Nach dem Motto "Gewährleistung nicht garantiert" nehmen es Handelsunternehmen hierzulande bei Kundenreklamationen offenbar nicht immer so ganz genau mit ihren gesetzlich festgelegten Gewährleistungspflichten. Dies legt zumindest eine aktuelle Studie nahe, die im Auftrag des Verbraucherzentrale Bundesverbands (vzbv) vom Marktforschungsunternehmen Grass Roots Germany durchgeführt wurde.

Im Rahmen eines Praxistests bei sechs Einzelhandelsunternehmen – darunter beispielsweise der Elektronikhändler Media Markt – kamen über die Hälfte der betroffenen Verkäufer ihren Gewährleistungspflichten nicht nach. "Viele Auskünfte waren diffus, oft waren sie irreführend und falsch", kommentiert Gerd Billen, Vorstand des vzbv, die Ergebnisse der Studie. Seiner Einschätzung zufolge gebe es nach wie vor ein "enormes Informationsdefizit" im Handel.

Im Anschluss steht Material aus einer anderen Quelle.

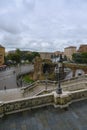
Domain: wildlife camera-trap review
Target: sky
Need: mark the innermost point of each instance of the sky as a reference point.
(43, 25)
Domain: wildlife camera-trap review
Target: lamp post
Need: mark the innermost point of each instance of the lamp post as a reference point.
(59, 67)
(46, 74)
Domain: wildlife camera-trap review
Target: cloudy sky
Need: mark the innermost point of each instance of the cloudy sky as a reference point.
(43, 25)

"Gewährleistung nicht garantiert" (5 Bilder)

Ablehnung von Gewährleistungsansprüchen im Handel

(Bild: Grass Roots Germany GmbH / Verbraucherzentrale Bundesverbands (vzbv))

Bei den durchgeführten Testreklamationen wiegelten viele Verkäufer die Gewährleistungsansprüche des Kunden ab und verwiesen ihn stattdessen an den jeweiligen Hersteller des Produktes – häufig mit dem Hinweis, dass der Vorgang so schneller abgewickelt werden könne. 80 Prozent der Verkäufer behaupteten gar, die "Reklamationsfrist" sei schon abgelaufen und daher allenfalls noch der Hersteller zuständig. Einen solchen Fristablauf gibt es im deutschen Gewährleistungsrecht jedoch gar nicht, wie vzbv-Vorstand Billen anmerkt. Die Gewährleistungspflicht des Händlers erstreckt sich über 24 Monate ab Kauf – etwaige Reparaturzeiten für ein Gerät zählen dabei nicht. Werde das Gerät gegen ein neues getauscht, beginne die zweijährige Frist sogar von vorne, ergänzt Billen.

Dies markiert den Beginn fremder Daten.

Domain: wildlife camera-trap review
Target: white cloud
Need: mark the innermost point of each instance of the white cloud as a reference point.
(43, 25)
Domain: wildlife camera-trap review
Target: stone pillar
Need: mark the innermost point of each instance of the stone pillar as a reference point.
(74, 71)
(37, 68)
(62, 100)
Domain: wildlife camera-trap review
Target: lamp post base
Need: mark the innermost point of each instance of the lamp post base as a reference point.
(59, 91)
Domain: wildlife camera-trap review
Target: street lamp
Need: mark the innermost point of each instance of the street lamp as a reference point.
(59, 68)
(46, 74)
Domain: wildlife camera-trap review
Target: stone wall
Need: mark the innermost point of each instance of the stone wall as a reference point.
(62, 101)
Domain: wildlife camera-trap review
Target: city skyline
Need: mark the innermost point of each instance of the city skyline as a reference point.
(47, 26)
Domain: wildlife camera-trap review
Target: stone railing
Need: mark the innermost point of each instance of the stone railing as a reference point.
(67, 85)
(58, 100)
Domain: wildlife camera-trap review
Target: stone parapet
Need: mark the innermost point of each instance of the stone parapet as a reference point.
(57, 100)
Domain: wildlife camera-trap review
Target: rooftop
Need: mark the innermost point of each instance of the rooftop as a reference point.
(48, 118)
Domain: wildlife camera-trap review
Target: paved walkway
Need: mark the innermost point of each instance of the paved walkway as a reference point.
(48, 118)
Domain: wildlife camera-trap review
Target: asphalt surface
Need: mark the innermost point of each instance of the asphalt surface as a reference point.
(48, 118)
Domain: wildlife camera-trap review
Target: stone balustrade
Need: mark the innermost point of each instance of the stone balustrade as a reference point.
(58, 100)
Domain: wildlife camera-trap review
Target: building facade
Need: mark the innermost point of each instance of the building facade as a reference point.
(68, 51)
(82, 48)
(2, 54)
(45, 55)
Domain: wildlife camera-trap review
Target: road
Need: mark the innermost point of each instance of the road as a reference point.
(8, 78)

Für die vom Hersteller freiwillig gewährte Garantie gelte dies in der Regel jedoch nicht. So sei der Verbraucher bei der Reklamationsabwicklung im Rahmen der Herstellergarantie unter Umständen schlechter gestellt als bei der gesetzlich verankerten Gewährleistung, warnt der vzbv. Im Praxistest hatten beispielsweise Verkäufer von Media Markt bei der Reklamation eines Deskjet-Multifunktionsdruckers von Hewlett-Packard sowie einer Sony-Digitalkamera nur in 42 Prozent der Fälle den Gewährleistungsanspruch des Kunden auch unmittelbar akzeptiert – beim Bodenstaubsauger lag die Quote immerhin bei 63 Prozent. Begründet wurde die Ablehnung dabei mehrheitlich (87 Prozent) mit dem Verweis, der Hersteller sei zuständig. Der Kunde solle das Gerät im Rahmen der Garantiebedingungen des Anbieters reklamieren. Diese Auskunft erhielten die Tester im Falle von Media Markt von überwiegend sehr freundlichen Mitarbeitern, die sich zudem ihrer Sache sicher waren.

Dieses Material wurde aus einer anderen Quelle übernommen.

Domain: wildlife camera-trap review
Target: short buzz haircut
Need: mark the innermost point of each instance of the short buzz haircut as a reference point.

Allerdings versuchten auch jene Verkäufer, die den Gewährleistungsanspruch des Kunden akzeptierten, sich zumindest teilweise aus ihrer Verantwortung zu stehlen. So sollten beispielsweise Neben- und Folgekosten für Versand oder Ein- und Ausbau der Geräte auf den Testkunden abgewälzt werden. Anders als der Hersteller im Rahmen seiner Garantiebedingungen ist der Händler laut Gewährleistungsrecht jedoch zur Übernahme dieser Kosten verpflichtet. Hier gebe es also noch Aufklärungsbedarf im Handel, resümiert Billen. (map)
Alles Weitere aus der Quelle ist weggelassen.